Le 17 octobre est la journée internationale du refus de la misère. Le thème de cette année était sur les préjugés. Un certain nombre de Givrotins ont participé à cette manifestation. Il a eu des chants, des témoignages, de la musique, des discours.

Nous avons été interpellés par le témoignage d’une classe de terminal du lycée Emilant GAUTHEY qui a fait un témoignage qui nous a marqué et que nous souhaitons vous partager.

 

Discours du vendredi 17 octobre 2014

Journée mondiale du refus de la misère.

Nous sommes ici pour parler de l’association ATD Quart Monde que nous avons eu la chance de connaître lors d’un cours de science économique et sociale. Cette association nous a permis de mieux comprendre la misère dans notre société. Les militants présents ce jour-là nous ont aidés à développer notre propre opinion en partageant leurs expériences personnelles et nous remercions Andrée, Renée et Philippe pour cela.

Nous vivons tous avec des préjugés, ne serait-ce qu’inconsciemment. Prenons par exemple, celui qui nous a marqué lors de l’intervention : « Les enfants de personnes vivant dans la pauvreté sont mauvais à l’école » La condition sociale des parents d’un élève ne doit en aucun cas influencer le jugement du corps professorales. Les revenus financiers des parents ne définissent pas l’intelligence de l’enfant. Pourtant pour certaines personnes, sans même s’en rendre compte, font une différence tant les clichés sont encrés et présent en nous. Aussi infime soit-elle, cela blesse.

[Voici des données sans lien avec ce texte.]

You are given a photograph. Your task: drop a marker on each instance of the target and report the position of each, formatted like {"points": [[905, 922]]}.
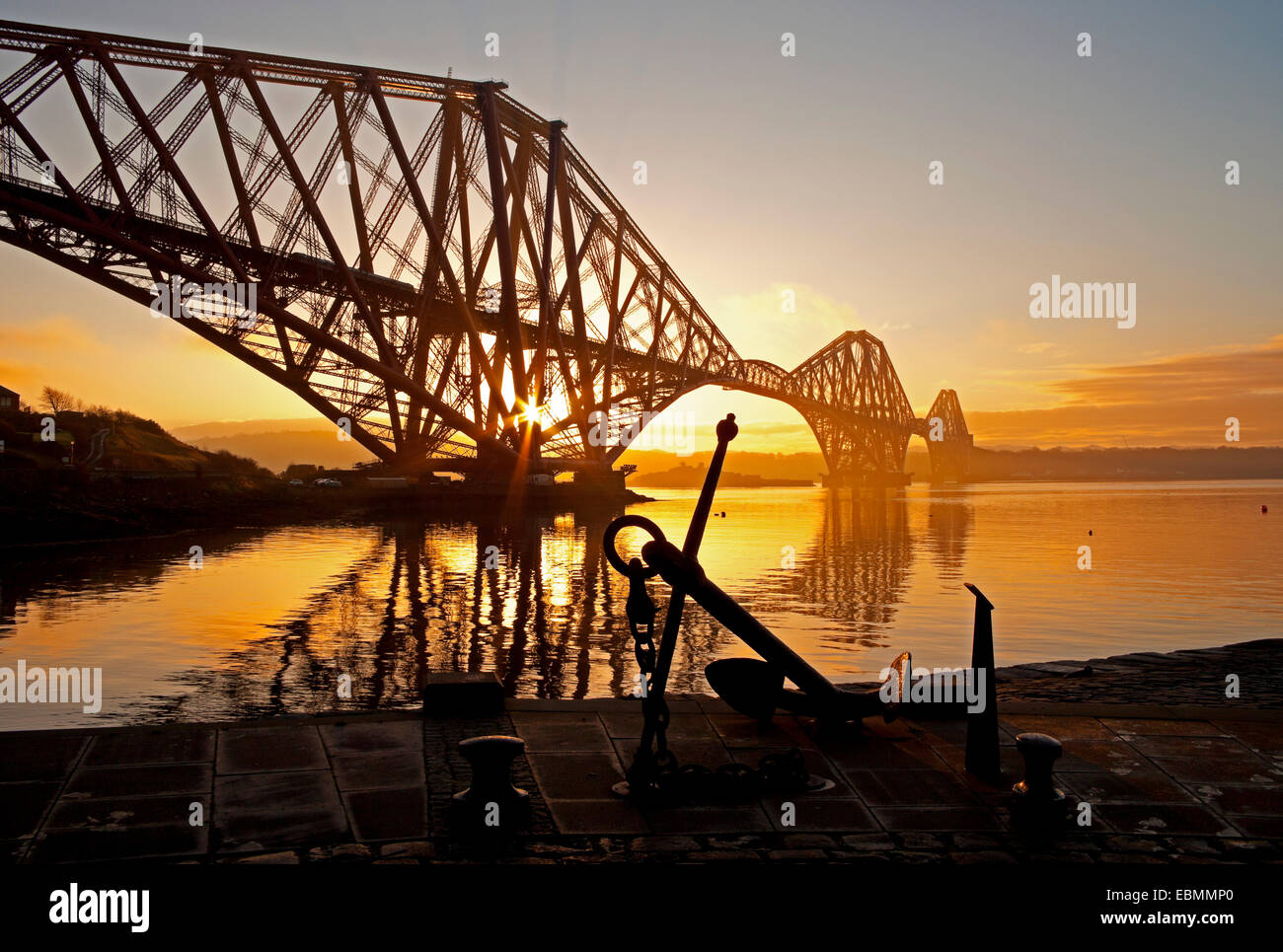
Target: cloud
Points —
{"points": [[1181, 401]]}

Parler c’est beau, agir c’est mieux. Pour soutenir les personnes vivant dans la pauvreté nous devrions leurs demander à eux, ce dont ils ont le plus besoins au lieu de décider à leur place sans vraiment savoir. Tous citoyens se doit d’avoir les mêmes droits, quand on pense qu’un médecin sur quatre refusera la carte CMU (CMU- C). Cela n’est-il pas révoltant ou inadmissible que dans un pays où les droits de l’homme devraient primer, certains doivent se voir refuser le droit aux soins à cause de leurs conditions sociales ?

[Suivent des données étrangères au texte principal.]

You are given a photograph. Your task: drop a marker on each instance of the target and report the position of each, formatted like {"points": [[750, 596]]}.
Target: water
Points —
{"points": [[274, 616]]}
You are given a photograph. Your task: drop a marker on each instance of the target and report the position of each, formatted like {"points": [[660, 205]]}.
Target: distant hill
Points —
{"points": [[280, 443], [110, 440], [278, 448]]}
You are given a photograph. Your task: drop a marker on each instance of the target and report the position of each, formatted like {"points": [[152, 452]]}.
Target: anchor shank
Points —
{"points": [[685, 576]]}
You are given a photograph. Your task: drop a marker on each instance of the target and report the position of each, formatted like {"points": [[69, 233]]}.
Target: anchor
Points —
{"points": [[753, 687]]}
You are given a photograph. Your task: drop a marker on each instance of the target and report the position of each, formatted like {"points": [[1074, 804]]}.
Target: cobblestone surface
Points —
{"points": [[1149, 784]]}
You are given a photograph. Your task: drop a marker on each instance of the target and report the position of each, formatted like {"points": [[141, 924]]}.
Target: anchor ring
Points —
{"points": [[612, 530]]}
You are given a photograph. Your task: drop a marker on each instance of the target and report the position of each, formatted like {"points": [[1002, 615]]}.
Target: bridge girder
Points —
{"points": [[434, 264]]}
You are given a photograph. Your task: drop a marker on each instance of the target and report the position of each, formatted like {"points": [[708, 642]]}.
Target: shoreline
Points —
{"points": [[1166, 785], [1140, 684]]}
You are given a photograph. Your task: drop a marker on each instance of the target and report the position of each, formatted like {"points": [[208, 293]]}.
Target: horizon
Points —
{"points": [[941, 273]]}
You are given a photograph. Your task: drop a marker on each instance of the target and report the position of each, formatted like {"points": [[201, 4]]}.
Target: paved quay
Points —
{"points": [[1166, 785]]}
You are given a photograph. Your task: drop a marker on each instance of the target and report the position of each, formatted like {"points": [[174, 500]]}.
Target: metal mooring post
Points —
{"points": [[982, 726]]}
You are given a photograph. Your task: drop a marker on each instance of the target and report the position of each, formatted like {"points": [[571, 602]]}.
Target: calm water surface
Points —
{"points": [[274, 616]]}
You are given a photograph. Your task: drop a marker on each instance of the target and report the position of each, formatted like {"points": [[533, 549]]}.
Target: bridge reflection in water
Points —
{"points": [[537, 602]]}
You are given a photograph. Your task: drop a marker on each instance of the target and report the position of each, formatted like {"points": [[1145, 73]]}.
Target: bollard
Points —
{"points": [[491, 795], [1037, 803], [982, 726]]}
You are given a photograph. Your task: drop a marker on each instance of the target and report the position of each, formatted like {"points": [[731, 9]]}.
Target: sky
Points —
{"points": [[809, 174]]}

Certains pensent qu’aider riment avec donner, c’est faux. L’argent, même s’il y contribue, ne fait pas le bonheur. Pour lutter contre la pauvreté, il faut en priorité changer le regard que l’on porte sur les personnes en grande précarité. Comprendre ce qu’ils ont vécu mais aussi ce qu’ils vivent. Le jugement, la critique, les préjugés, tout cela est humiliant, dégradant, insultant. Le mot « Fraternité » ne fait-il pas partit de la devise de ce pays ? Il faut passer outre ce que nous pensons, et leur tendre la main comme on le voudrait si nous étions dans cette situation car si nous comprenons, nous réussirons à les accompagner.

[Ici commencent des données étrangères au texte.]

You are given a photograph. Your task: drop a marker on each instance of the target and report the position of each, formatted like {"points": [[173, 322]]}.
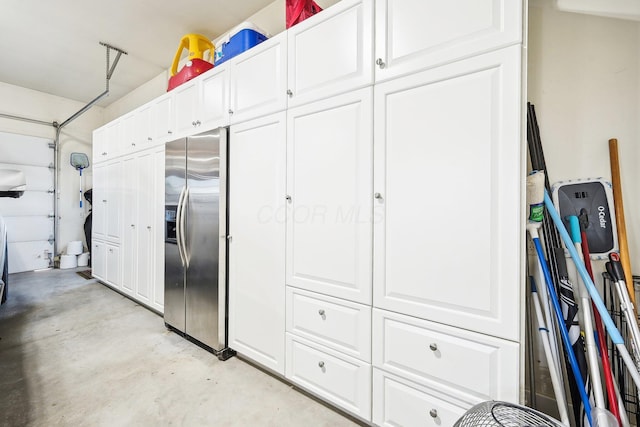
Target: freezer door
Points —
{"points": [[202, 236], [174, 272]]}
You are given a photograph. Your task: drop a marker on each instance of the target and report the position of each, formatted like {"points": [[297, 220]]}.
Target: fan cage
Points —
{"points": [[504, 414]]}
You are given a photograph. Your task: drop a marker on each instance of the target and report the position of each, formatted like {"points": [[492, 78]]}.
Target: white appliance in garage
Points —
{"points": [[12, 184]]}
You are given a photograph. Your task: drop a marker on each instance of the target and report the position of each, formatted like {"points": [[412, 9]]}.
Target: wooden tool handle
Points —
{"points": [[620, 221]]}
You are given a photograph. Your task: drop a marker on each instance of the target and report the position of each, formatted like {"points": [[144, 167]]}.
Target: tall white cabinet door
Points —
{"points": [[330, 193], [130, 225], [448, 172], [145, 174], [214, 98], [259, 79], [257, 158], [158, 224], [413, 35], [331, 52], [113, 193], [99, 204]]}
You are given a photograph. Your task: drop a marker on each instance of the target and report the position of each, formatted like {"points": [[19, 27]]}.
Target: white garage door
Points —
{"points": [[29, 219]]}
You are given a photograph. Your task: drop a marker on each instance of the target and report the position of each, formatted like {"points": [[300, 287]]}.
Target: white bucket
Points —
{"points": [[74, 247], [83, 259], [68, 261]]}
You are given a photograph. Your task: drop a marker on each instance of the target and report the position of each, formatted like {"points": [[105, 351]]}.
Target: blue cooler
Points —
{"points": [[240, 39]]}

Cette intervention nous a permis de comprendre que la pauvreté est une réalité. Que nous accusions à tort les personnes pauvres de vouloir le rester, ce qui est en soit totalement absurde et inacceptable. Il faut savoir que la pauvreté n’est pas un choix, qui voudrait vivre de telle situation ? Réfléchissons-y rien qu’un peu, et finalement cela saute aux yeux. Personne ne veut devenir pauvre, personne ne veut dormir dans la rue ou ne pas savoir ce qu’il va manger aujourd’hui et demain. Les préjugés que nous avons doivent disparaître. Il est temps d’ouvrir les yeux, de s’entraider, c’est pour ça que la journée du 17 octobre est née. J’ai le plus grand respect envers ces personnes qui survivent dans une société de consommation où le rêve passe par la possession.
Corentin, Colas, Sarah, Yohann, Zoé.